Scaling this approach was difficult. Until recently, most methods for building autonomous agents required manual knowledge engineering efforts involving explicit coding of low-level skills and models to drive agent behavior. ML was gradually used to learn focused elements such as object recognition or obstacle avoidance for mobile robots.

Recent innovations in applying LLMs to understand tasks have yielded an entirely different and more automated approach. The focus now is on synthesizing and executing a solution to a task instead of supporting a continuously operating agent that dynamically sets its own goals. These newer generative models are also designed to use LLMs for planning and problem-solving.

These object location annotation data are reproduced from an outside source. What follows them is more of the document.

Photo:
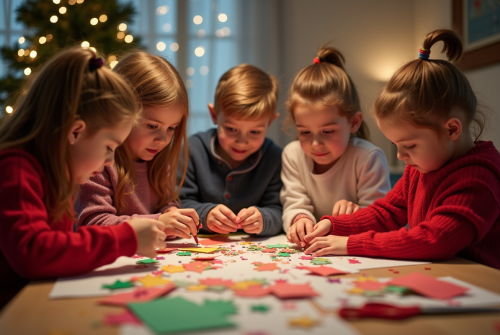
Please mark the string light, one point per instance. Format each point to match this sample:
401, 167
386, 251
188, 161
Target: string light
222, 17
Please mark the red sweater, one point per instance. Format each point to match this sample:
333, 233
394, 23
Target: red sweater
33, 248
452, 211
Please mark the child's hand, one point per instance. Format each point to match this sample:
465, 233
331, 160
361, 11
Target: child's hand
222, 220
344, 207
251, 220
328, 245
322, 228
150, 235
298, 230
180, 222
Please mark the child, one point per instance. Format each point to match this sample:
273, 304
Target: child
142, 183
64, 129
332, 169
233, 179
450, 191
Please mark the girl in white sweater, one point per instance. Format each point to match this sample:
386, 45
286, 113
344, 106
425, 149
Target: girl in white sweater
332, 169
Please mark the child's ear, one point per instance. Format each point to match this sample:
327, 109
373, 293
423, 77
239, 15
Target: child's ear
356, 121
453, 128
274, 117
211, 109
76, 131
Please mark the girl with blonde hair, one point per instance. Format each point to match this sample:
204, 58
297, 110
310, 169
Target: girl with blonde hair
450, 191
142, 183
332, 169
65, 128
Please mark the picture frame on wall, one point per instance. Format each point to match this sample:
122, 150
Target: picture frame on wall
479, 23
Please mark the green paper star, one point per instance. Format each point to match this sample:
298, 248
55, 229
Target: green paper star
118, 284
224, 307
147, 261
260, 308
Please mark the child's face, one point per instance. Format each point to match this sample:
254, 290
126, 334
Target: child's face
89, 154
418, 146
240, 138
324, 133
154, 132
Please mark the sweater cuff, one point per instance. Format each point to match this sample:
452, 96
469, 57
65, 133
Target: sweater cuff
126, 238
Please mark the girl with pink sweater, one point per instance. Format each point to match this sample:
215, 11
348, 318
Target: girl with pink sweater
140, 183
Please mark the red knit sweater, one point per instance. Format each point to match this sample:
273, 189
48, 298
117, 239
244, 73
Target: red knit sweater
452, 211
33, 248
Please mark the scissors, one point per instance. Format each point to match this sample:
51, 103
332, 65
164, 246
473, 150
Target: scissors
393, 312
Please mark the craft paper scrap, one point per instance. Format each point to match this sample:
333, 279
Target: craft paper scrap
169, 315
429, 286
138, 295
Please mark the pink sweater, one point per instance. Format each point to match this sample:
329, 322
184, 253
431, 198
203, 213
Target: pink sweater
95, 203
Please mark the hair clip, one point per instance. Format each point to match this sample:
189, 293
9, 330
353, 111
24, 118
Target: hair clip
318, 60
95, 63
424, 54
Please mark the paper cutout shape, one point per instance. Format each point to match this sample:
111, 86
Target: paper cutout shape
139, 295
224, 307
112, 319
322, 270
150, 281
267, 267
216, 282
173, 268
286, 290
202, 250
303, 322
178, 315
429, 286
118, 284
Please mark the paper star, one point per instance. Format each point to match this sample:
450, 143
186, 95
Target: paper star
303, 322
118, 284
267, 267
173, 268
150, 281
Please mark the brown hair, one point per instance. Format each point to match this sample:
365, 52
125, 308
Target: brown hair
64, 90
157, 84
326, 84
424, 92
246, 92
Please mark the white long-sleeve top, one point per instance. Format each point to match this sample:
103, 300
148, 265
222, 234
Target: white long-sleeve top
361, 175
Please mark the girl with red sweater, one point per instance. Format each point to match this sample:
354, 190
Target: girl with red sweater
450, 191
64, 129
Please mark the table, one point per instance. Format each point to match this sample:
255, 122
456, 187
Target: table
31, 312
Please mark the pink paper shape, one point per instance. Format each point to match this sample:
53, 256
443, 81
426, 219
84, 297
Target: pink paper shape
429, 286
121, 318
138, 295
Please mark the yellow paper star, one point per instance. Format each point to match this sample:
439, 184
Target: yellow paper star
203, 250
173, 268
197, 288
304, 322
150, 281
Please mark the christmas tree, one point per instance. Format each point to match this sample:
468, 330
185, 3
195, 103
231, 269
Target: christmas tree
57, 24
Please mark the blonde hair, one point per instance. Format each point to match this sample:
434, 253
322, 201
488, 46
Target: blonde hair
424, 92
157, 84
326, 84
246, 92
64, 90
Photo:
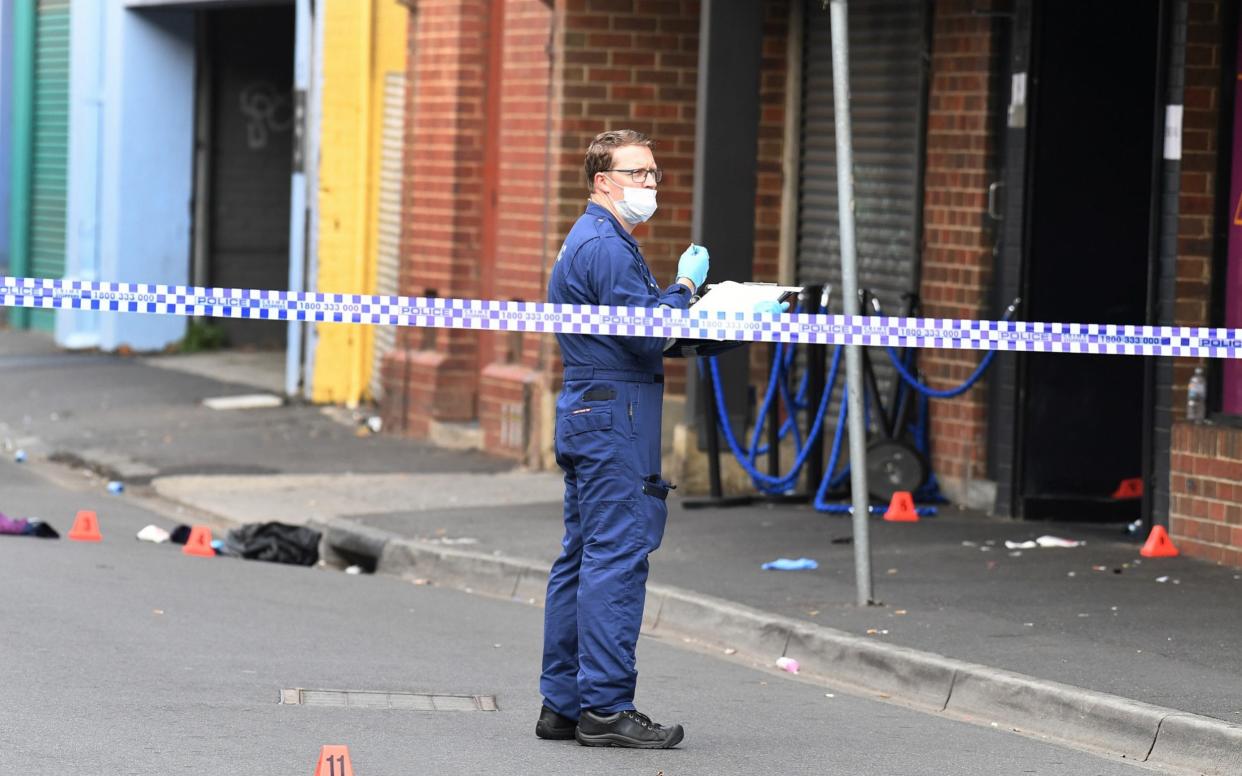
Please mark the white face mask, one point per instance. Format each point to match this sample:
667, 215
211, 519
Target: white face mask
637, 205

These innovations are a departure from previous work on enterprise assistants that lacked adaptability, including expert systems, autonomous agents, intelligent agents, decision support systems, RPA bots, cognitive agents and self-learning algorithms. Autonomous agents that use LLMs are getting better at dynamic learning and adaptability, understanding context, making predictions and interacting in a more human-like manner. Agents, therefore, can operate with minimal human intervention and adapt to new information and environments in real time.

Autonomous AI's future

Autonomous AI can be viewed as an evolution of RPA, which is focused on point tasks. LLM autonomous agents have the potential to enable a broader range of automation capabilities to be built more easily.

An image showing how an intelligent agent works.
Interconnected autonomous AI agents based on LLM are evolving.

AI might eventually be powered by autonomous agents, leading to fully autonomous AI operating systems that support more adaptable systems aligned with company goals, compliance, legal standards and human values.

When the time comes to deploy chatbot or LLM agent technologies more broadly without involving a human for validation, caution is necessary. Agents aren't yet fully reliable and can still generate inaccurate responses, meaning precautions and checks must be in place.

Businesses need to prioritize data security and ethical AI practices. They must also develop mechanisms to ensure the decisions these autonomous agents make align with organizational values and adhere to legal standards. That requires addressing issues surrounding algorithmic fairness, accountability, auditability, transparency, explainability, security and bias mitigation.

On the dark side, autonomous AI agents might fuel more resilient, dynamic and self-replicating malicious bots to launch denial-of-service attacks, hack enterprise systems, drain bank accounts and undertake disinformation campaigns. Businesses must also consider how human workers are affected, including roles and responsibilities. Humans will have an important role in creating, testing and managing agents and deciding when and where internal agents should be allowed to run independently.

Many enterprises today are rolling out chatbots that handle multiple tasks. A future goal is to develop an ecosystem of domain-specific agents that are optimized for different tasks. An Accenture "Technology Vision 2024" report found that 96% of executives worldwide agreed that AI agent ecosystems will represent "a significant opportunity for their organizations in the next three years."

Adam Burden, global innovation lead and chief software engineer at Accenture said, "We believe that over the next decade, we will see the rise of entire agent ecosystems, large networks of interconnected AI that will push enterprises to think about their intelligence and automation strategy in a fundamentally different way."

He sees a future in which billions of autonomous agents connect with each other and perform tasks, significantly altering the landscape of commerce and customer care and amplifying everyone's abilities. AI, for example, is currently used to detect manufacturing flaws, but connected agents eventually could enable fully automated, lights-out production of goods at factories without requiring humans on-site. "This shift," Burden noted, "is driving intense interest in autonomous AI agents now."